Ahmad dan fuqaha zhahiri  berpendapat bahwa seseorang tidak boleh mencabut kembali pemberian yang telah dihibahkannya. Dalam pada itu, Abu Hanifah berpendapat bahwa seseorang boleh mencabut kembali pemberian yang telah dihibahkan kepada perempuan (dzawil arham) yang tidak boleh dikawini (mahram). Fuqaha sependapat bahwa seseorang tidak boleh mencabut kembali hibahnya yang dimaksudkan sebagai sedekah ,yakni untuk memperolah keridaan Allah swt.
Silang pendapat ini berpangkal pada adanya pertentangan antara beberapa hadist. fuqaha yang melarang secara mutlak pencabutan kembali hibah beralasan dengan pengertian umum hadis sahih, yaitu sabda Nabi saw :

“Orang yang mencabut kembali hibahnya tak ubahnya seekor anjing yang menjilat kembali muntahnya.” (HR. Bukhari dan Muslim)

Sementara fuqaha yang mengecualikan larangan tersebut bagi kedua orang tua beralasan terhadap sabda Nabi saw :

“Tidak halal bagi orang yang memberi hibah untuk mencabut kembali hibahnya kecuali ayah.” (HR. Bukhari dan Nasai)

2.Pendapat para ulama tentang penghibahan barang milik bersama
Fuqaha berselisih pendapat tentang kebolehan menghibahkan barang milik bersama yang tidak bisa dibagi. Menurut Malik, Syafi’I, Ahmad, dan Abu Tsaur bahwa hibah seperti ini sah, sedang menurut Abu Hanifah tidak sah. Fuqaha yang berpegangan bahwa penerimaan hak milik bersama itu sah seperti penerimaan jual beli, sementara Abu Hanifah berpegangan bahwa penerimaan hibah itu tidak sah kecuali secara terpisah dan tersendiri seperti halnya gadai.

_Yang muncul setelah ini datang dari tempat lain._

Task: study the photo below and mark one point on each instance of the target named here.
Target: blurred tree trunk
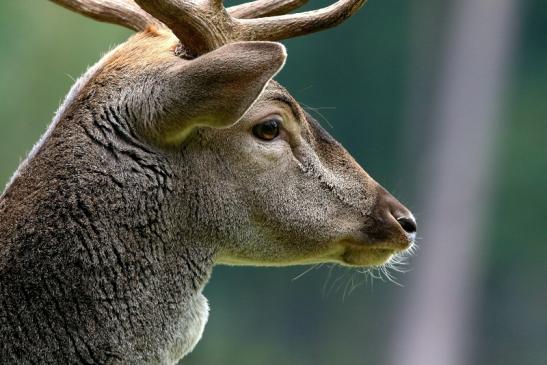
(437, 317)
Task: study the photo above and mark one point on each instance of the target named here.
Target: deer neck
(100, 215)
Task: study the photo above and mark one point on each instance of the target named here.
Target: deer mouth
(366, 254)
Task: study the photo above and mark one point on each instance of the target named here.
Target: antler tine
(200, 26)
(294, 25)
(121, 12)
(264, 8)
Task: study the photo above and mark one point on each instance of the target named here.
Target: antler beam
(264, 8)
(204, 25)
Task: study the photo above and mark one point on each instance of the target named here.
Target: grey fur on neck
(94, 235)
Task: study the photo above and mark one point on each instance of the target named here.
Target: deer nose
(408, 224)
(397, 216)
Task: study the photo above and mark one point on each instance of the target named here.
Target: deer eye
(267, 130)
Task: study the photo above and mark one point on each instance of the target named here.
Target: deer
(177, 152)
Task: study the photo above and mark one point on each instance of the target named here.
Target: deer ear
(215, 89)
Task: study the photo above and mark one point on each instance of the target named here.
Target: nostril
(408, 224)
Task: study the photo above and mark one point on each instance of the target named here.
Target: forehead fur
(143, 50)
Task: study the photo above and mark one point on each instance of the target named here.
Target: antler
(204, 25)
(128, 14)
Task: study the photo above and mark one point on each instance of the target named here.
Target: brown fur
(150, 175)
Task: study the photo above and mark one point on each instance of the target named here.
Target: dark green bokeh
(355, 77)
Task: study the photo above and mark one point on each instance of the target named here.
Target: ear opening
(215, 89)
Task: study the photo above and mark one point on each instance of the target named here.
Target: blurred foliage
(353, 79)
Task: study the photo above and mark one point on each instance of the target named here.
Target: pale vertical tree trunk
(437, 323)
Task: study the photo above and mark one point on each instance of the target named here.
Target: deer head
(178, 147)
(199, 78)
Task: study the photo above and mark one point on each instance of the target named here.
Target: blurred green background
(376, 83)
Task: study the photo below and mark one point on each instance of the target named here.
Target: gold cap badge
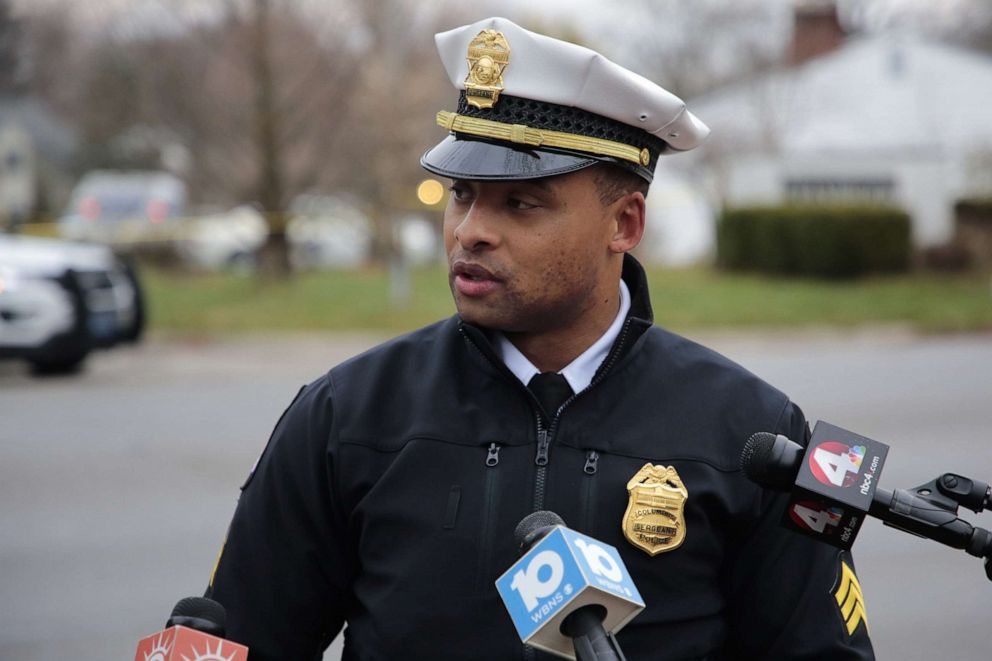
(488, 56)
(655, 518)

3.Pendapat para ulama tentang penghibahan barang yang tidak (belum) ada
Menurut mazhab Malik bahwa menghibahkan barang yang tidak jelas (majhul) dan barang yang tidak (belum) ada (ma’dum), tetapi dapat diperkirakan akan ada itu boleh. Menurut Syafi’i, setiap barang yang boleh dijual boleh pula dihibahkan seperti piutang. Dan setiap barang yang tidak boleh dijual tidak boleh dihibahkan, juga setiap barang yang tidak sah diterima tidak sah pula dihibahkan seperti piutang dan gadai.